4. Even though Jesus and Mohammed have a very special place in Christianity and Islam respectively, neither Christ nor Mohammed are worshipped there. In their faith, one can worship only God (because this is what God has said), or one can worship the false God (the Devil). In such a case, one is indulging in false worship.

5. They see our ‘puja’ as worship. The only thing that we could possibly worship is the Devil and His minions. ‘Idolatry’ is the surface manifestation of Devil’s worship — that is so according to all these three religions.

There is Only one God, it is true, but there are false gods as well (according to their theology). Consequently, the question ‘if there is but one God, what matters how you call HIM/HER/IT, or even how you worship?’ is inadmissible because it is blasphemous. Remember, according to them, God also tells how He should be worshipped, what worshipping Him is, etc.

6. To call Muslims the ‘followers’ of Mohammed is to call their ‘beliefs’ and ‘practices’ man-made. To do this is to effectively deny that they are a religion (as they understand it). The Christians (and the Orientalists that Mujeeb refers to) called them (derogatorily) Mohammadens precisely because they believed that God had reveled himself in Christ and that Mohammed founded a new ‘religion’ (or a vague, confused sect). There is no way a devout Christian could accept that Mohammed is the last prophet of God and still remain Christian, any more than some one from the Judaic faith could accept that Jesus was the Christ and not become a Christian.

7. This means many things. All those deva’s (often translated as Hindu ‘gods’) belong to the subset of the Devil and his minions. This devil is not the Asuras, or the Nagas, or any other entities or beings we know (or heard of.) For all them belong to that set of: devil and his minions.
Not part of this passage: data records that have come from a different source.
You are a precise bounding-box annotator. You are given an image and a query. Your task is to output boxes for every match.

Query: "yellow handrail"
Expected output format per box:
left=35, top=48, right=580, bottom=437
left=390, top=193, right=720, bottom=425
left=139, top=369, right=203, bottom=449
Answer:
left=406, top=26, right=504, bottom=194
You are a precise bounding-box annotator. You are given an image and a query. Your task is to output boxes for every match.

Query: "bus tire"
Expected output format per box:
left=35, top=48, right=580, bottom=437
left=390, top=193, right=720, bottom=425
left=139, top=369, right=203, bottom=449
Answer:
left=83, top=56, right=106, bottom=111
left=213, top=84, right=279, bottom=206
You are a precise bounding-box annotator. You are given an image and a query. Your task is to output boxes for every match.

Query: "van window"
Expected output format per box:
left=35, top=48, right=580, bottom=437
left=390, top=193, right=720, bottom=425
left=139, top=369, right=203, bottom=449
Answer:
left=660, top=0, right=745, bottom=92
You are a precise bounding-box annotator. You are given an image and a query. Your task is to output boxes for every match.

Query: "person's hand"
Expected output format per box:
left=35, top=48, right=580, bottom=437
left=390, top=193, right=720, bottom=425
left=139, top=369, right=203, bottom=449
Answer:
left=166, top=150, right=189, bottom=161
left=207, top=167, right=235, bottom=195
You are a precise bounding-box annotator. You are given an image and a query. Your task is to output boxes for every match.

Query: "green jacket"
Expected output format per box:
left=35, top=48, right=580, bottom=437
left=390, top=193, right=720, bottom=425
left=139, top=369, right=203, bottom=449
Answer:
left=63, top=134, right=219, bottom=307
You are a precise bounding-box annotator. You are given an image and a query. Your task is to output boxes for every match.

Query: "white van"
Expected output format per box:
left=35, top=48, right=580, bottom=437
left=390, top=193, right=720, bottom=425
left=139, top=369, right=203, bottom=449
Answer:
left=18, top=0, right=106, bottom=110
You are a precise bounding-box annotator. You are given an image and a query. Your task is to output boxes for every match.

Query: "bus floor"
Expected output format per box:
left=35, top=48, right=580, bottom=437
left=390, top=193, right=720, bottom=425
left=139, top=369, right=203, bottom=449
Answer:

8. It follows too that the Ancient Greeks, Romans, the entire Asian, African continent worshipped the Devil. Apart from those converted into these three religions (Judaism did it in the first century C.E), the rest of the mankind is doing just one thing: worshipping the devil or his representations.

9. You cannot compare a Buddha, or a Digambara or even a Shankara to either Mohammed or Jesus. People in Christianity or Islam are not ‘saved’ because they have been good men, great teachers, ethically extremely great, or whatever. Salvation in these religions is totally contingent upon accepting Allah and His prophet, or seeing in Jesus God’s plan for the rest of mankind. Buddha is not a great saint: to the Protestants and Muslims he is also a minion of the Devil.

Why this long note? Not to provide a short course in theology, but to draw your attention to something else that is far more alluring, important, and worthwhile than having altercations with a Mujeeb or a Naseem. And that is to start reflecting on our experiences, our traditions, our ways of living. Much the same way the Orientalists built an image of the Muslims, they have built even stronger images of ourselves, our so-called ‘hindu religion’, etc. These images were not built to flatter us (they were not even reasonably accurate descriptions of our part of the world), but to denigrate us. Question is: why should we reproduce their trash (about both ourselves and others) today? Are we not mature or intelligent enough to reflect about our experiences in the world, our traditions, etc. and see what we have and we do not? And who we are and who we are not?